3D Reflectivity Cube

Vertical temperature profile from the current operational NCEP/EMC mesoscale model (i.e., the RAP as of 2015).

Resolution

Spatial Resolution: 0.01^o Latitude (~1.11 km) x 0.01^o Longitude (~1.01 km at 25^oN and 0.73 km at 49^oN)

Temporal Resolution: 2 minutes

Product Creation

Isothermal reflectivity products are computed by finding the reflectivity at an altitude corresponding to a certain temperature value (0°C, -5°C, -10°C, -15°C, or -20°C) that was obtained from an analysis of the near-storm environment by a mesoscale model.

At each horizontal 2D grid point, the altitude of the particular temperature value (e.g., 0°C) is checked from the top-down. Once the temperature value becomes greater than the temperature being searched for, the altitude is computed by interpolating between the current level and the previous higher level. This calculation method accounts for low-level inversions in the temperature profile by specifically targeting altitudes that are associated with deep convection (e.g., elevated convection over shallow cold layers).

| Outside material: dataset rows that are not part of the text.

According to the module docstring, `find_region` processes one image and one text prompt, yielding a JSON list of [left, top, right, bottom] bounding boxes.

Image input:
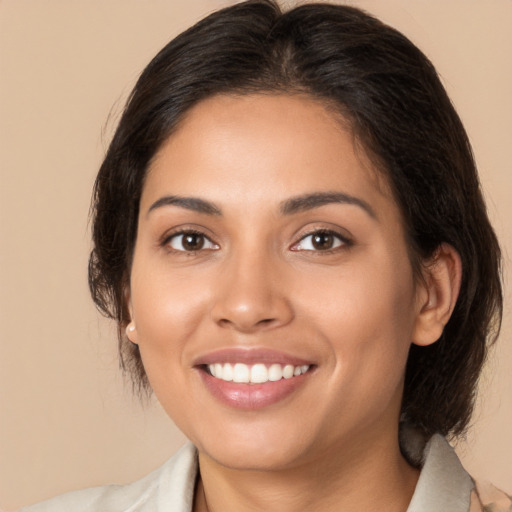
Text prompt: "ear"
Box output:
[[124, 287, 138, 345], [412, 244, 462, 346]]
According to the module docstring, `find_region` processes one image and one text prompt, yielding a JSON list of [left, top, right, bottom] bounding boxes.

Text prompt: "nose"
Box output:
[[212, 251, 294, 333]]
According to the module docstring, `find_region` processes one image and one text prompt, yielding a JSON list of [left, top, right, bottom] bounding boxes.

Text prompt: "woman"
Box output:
[[18, 0, 511, 512]]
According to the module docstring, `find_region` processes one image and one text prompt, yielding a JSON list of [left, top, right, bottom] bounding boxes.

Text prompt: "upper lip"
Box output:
[[194, 348, 313, 366]]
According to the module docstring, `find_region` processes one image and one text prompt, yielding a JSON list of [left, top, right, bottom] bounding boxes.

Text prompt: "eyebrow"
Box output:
[[147, 196, 222, 215], [280, 192, 377, 219], [147, 192, 377, 219]]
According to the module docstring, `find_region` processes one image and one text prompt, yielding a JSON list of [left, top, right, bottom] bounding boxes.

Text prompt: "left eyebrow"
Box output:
[[280, 192, 377, 219]]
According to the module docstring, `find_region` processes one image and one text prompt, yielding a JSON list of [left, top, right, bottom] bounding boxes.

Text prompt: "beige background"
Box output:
[[0, 0, 512, 509]]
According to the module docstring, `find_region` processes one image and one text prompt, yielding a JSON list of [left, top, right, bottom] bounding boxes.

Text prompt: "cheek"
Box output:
[[296, 249, 415, 375], [131, 265, 210, 366]]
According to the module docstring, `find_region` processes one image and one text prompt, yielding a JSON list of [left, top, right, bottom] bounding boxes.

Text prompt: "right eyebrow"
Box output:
[[146, 196, 222, 215]]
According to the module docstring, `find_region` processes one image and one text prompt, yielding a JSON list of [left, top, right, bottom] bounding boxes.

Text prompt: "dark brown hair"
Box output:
[[89, 0, 502, 435]]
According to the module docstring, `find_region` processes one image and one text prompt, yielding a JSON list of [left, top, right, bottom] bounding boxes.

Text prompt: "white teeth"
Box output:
[[283, 364, 294, 379], [208, 363, 309, 384], [251, 364, 268, 384], [233, 363, 249, 382]]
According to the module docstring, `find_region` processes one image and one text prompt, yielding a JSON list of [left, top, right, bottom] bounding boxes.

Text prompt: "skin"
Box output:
[[127, 94, 460, 512]]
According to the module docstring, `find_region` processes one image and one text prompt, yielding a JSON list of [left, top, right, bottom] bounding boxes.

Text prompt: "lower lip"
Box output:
[[199, 368, 309, 410]]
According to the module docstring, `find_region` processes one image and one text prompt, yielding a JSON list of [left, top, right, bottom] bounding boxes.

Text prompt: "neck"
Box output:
[[194, 426, 419, 512]]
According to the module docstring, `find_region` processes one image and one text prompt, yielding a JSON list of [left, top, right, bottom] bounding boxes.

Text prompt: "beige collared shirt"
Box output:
[[19, 435, 512, 512]]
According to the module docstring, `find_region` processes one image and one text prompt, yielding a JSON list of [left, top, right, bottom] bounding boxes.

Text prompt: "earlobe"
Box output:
[[126, 320, 137, 344], [124, 287, 137, 344], [412, 244, 462, 346]]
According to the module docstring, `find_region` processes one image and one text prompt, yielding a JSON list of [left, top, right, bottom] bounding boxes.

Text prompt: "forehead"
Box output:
[[143, 93, 396, 212]]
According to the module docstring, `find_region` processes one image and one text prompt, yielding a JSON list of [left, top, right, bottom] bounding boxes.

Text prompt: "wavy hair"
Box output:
[[89, 0, 502, 435]]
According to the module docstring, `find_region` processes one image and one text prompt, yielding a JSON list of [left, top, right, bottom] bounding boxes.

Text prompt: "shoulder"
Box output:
[[470, 482, 512, 512], [402, 430, 512, 512], [18, 444, 197, 512]]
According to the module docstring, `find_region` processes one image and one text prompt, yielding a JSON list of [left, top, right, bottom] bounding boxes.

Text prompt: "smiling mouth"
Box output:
[[204, 363, 311, 384]]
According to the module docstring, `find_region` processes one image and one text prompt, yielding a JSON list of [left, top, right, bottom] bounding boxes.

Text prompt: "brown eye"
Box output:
[[293, 231, 350, 251], [168, 231, 218, 252], [311, 233, 334, 251]]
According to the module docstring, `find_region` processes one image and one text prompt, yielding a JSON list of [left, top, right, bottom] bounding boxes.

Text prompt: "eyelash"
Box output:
[[291, 228, 353, 254], [161, 229, 353, 255]]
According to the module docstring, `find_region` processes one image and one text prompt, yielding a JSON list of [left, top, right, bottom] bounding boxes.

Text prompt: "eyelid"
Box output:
[[160, 227, 219, 254], [290, 227, 354, 253]]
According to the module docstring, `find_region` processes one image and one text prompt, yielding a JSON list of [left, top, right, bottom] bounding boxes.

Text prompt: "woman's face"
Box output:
[[130, 94, 428, 469]]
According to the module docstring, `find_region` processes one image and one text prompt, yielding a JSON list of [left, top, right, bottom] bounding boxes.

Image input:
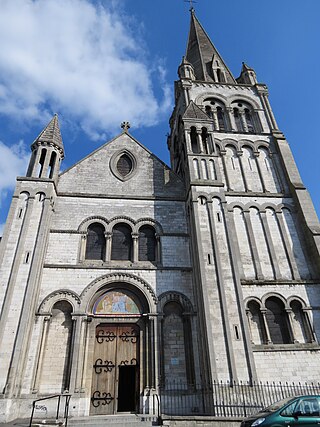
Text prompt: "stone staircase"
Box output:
[[68, 414, 158, 427], [0, 414, 158, 427]]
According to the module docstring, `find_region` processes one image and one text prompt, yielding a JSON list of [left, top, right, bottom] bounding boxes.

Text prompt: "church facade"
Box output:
[[0, 11, 320, 421]]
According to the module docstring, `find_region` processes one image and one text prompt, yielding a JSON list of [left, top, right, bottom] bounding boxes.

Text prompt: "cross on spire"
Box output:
[[121, 122, 130, 132], [184, 0, 197, 12]]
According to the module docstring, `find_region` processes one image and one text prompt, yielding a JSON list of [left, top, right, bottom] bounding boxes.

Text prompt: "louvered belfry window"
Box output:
[[86, 223, 106, 260], [111, 224, 132, 261], [139, 225, 156, 261], [117, 154, 132, 177]]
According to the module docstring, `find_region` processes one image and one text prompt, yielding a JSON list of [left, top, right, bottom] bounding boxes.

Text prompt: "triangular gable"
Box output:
[[58, 132, 185, 199], [183, 101, 210, 120]]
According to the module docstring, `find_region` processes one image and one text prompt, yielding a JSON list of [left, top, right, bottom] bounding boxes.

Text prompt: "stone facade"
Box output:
[[0, 8, 320, 420]]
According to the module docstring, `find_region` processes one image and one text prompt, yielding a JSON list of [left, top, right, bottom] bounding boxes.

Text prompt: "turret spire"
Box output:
[[186, 8, 236, 83], [27, 114, 64, 180], [33, 114, 63, 150]]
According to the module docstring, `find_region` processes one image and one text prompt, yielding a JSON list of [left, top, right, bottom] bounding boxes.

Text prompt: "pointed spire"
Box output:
[[32, 114, 63, 150], [186, 9, 236, 83], [237, 62, 258, 85], [183, 101, 210, 121]]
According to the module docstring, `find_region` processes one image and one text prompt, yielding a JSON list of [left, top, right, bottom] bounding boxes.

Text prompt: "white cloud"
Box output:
[[0, 0, 171, 138], [0, 141, 30, 208]]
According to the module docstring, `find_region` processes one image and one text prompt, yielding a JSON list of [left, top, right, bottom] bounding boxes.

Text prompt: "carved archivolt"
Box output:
[[80, 272, 158, 312], [38, 289, 81, 313]]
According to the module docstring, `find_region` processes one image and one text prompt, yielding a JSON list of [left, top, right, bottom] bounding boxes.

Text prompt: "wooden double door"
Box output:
[[90, 324, 139, 415]]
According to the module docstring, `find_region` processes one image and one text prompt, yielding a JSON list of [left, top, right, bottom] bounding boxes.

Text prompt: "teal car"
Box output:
[[241, 395, 320, 427]]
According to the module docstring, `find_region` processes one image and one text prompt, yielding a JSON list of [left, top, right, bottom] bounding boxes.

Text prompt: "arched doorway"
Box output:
[[90, 287, 147, 415]]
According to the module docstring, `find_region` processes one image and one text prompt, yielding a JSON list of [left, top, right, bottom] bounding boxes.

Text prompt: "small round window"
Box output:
[[117, 154, 133, 178]]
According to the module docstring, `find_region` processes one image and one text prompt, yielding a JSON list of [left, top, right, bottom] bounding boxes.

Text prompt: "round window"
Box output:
[[117, 154, 133, 177]]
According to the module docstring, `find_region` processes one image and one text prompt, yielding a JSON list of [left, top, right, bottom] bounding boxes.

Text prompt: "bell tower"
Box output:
[[168, 9, 319, 381], [0, 115, 64, 397], [27, 114, 64, 180]]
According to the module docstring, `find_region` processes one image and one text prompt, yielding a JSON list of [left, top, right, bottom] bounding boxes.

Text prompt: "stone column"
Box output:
[[220, 151, 232, 191], [253, 152, 268, 193], [260, 211, 282, 279], [131, 233, 139, 262], [207, 202, 237, 381], [302, 307, 317, 343], [79, 317, 95, 393], [246, 308, 254, 344], [31, 145, 43, 178], [32, 314, 51, 394], [243, 210, 264, 280], [237, 150, 251, 191], [40, 147, 52, 178], [269, 152, 285, 193], [226, 107, 237, 132], [285, 308, 299, 343], [197, 129, 204, 154], [260, 308, 272, 344], [276, 212, 301, 280], [69, 315, 83, 393], [104, 231, 112, 262], [0, 196, 35, 354], [239, 110, 249, 132], [212, 108, 220, 130], [222, 202, 257, 381], [79, 232, 87, 262], [155, 234, 162, 264]]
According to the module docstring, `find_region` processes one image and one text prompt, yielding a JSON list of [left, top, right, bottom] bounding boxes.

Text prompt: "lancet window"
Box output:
[[203, 98, 229, 132], [246, 296, 315, 344], [111, 223, 133, 261], [139, 225, 157, 261], [85, 223, 106, 260], [231, 101, 259, 133]]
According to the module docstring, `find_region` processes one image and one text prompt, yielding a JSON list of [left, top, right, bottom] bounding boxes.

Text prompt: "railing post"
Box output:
[[29, 402, 36, 427]]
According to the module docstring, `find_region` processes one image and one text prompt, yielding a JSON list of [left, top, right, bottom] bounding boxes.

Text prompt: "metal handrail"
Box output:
[[29, 393, 72, 427], [154, 393, 163, 426]]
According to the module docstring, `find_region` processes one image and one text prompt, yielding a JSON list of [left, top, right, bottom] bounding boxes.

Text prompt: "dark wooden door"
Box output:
[[90, 324, 139, 415]]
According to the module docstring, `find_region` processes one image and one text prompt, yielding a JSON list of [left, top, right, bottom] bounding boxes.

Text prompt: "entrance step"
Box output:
[[68, 414, 158, 427]]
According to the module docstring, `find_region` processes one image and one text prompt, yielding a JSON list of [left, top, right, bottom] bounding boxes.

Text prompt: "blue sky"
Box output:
[[0, 0, 320, 235]]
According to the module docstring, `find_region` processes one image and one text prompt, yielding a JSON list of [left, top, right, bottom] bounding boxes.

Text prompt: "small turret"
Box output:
[[27, 114, 64, 180], [237, 62, 258, 85], [178, 56, 196, 80]]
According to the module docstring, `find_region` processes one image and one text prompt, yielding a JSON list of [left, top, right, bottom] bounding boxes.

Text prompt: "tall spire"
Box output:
[[27, 114, 64, 180], [33, 114, 63, 150], [186, 8, 236, 83]]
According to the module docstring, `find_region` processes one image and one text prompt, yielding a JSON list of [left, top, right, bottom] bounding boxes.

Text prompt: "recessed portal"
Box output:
[[118, 366, 137, 412], [90, 323, 140, 415]]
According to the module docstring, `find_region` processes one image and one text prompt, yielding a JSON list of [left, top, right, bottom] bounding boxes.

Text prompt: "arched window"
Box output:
[[48, 151, 57, 179], [232, 100, 259, 133], [266, 297, 291, 344], [162, 301, 187, 386], [38, 148, 47, 178], [205, 105, 213, 119], [190, 126, 200, 154], [86, 223, 106, 260], [40, 301, 73, 394], [203, 98, 229, 132], [244, 108, 254, 133], [217, 107, 226, 131], [201, 128, 210, 154], [233, 108, 243, 132], [290, 300, 313, 343], [111, 224, 132, 261], [139, 225, 156, 261]]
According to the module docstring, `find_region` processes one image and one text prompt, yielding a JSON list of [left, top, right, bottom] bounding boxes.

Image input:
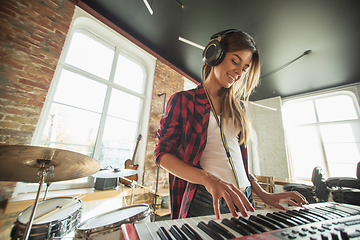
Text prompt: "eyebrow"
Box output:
[[234, 54, 250, 67]]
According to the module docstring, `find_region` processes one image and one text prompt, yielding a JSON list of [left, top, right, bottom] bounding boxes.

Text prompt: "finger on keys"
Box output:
[[213, 199, 220, 219]]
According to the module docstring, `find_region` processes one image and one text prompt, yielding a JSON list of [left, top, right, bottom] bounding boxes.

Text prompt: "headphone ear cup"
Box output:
[[202, 39, 226, 67]]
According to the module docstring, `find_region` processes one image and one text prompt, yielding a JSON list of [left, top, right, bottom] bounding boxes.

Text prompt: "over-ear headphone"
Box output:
[[202, 29, 239, 67]]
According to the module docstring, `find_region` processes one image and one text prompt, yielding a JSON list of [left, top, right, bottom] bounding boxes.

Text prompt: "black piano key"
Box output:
[[197, 221, 224, 240], [234, 218, 261, 234], [323, 205, 354, 217], [156, 227, 172, 240], [208, 220, 236, 239], [274, 212, 311, 225], [300, 209, 334, 220], [249, 215, 281, 230], [181, 223, 202, 240], [170, 225, 187, 240], [239, 216, 269, 232], [221, 218, 251, 236], [266, 213, 299, 227], [257, 214, 289, 228]]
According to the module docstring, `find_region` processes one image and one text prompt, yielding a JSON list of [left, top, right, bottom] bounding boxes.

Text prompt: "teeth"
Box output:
[[228, 74, 236, 81]]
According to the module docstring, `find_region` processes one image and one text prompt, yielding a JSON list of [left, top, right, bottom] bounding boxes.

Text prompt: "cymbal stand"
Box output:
[[22, 159, 54, 240], [130, 181, 136, 205], [43, 182, 51, 201]]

The isothermal reflectivity at that temperature altitude is then computed by interpolating the reflectivity between the two vertically adjacent grid points.

Technical Details

Latest Update: MRMS Version 10

References

None

Strengths

Like all MRMS products, the use of multiple radars is more robust than single-site radar alone. It provides faster updates and helps the forecaster integrate data from multiple radars. It also compensates for cone-of-silence, beam broadening at far ranges, and terrain blockage.

The use of mesoscale model analysis data to derive temperature information allows the temperature fields to vary across the domain of interest. This is in stark contrast to applying a single temperature altitude proxy across the entire domain, as is often done for single radar calculations. Thus, MRMS data better captures gradients in the temperature fields over space and time.

Limitations

Subject to the biases and deficiencies of the mesoscale model used to derive the vertical temperature profile.

Quality Control

This product is derived from the 3D Reflectivity Cube, which means non-hydrometeorological data has been removed including: Ground clutter, anomalous propagation (AP), chaff, interference spikes, and bioscatterers (e.g., angels and ghosts).

Applications

Can be used to assess a storm’s severe potential. For example, the presence of reflectivities greater than 50 dBZ near the -20°C isotherm can indicate the potential for hail.

Isothermal reflectivity in the 0°C to -20°C range can be used to infer supercooled large drops (SLD) associated with severe aircraft icing.

Example Images

Fig. 1: Isothermal reflectivity at -20°C, -10°C, and 0°C and Reflectivity At Lowest Altitude (RALA) for
a MCS over North Dakota at 2326Z on 21 July 2014. Several areas within the MCS exhibit reflectivity
values > 50 dBZ in the -20°C to 0°C layer, indicating pockets of stronger updrafts. These localized
regions are ill-defined in the RALA, with reflectivities > 50 dBZ spread over a much broader area.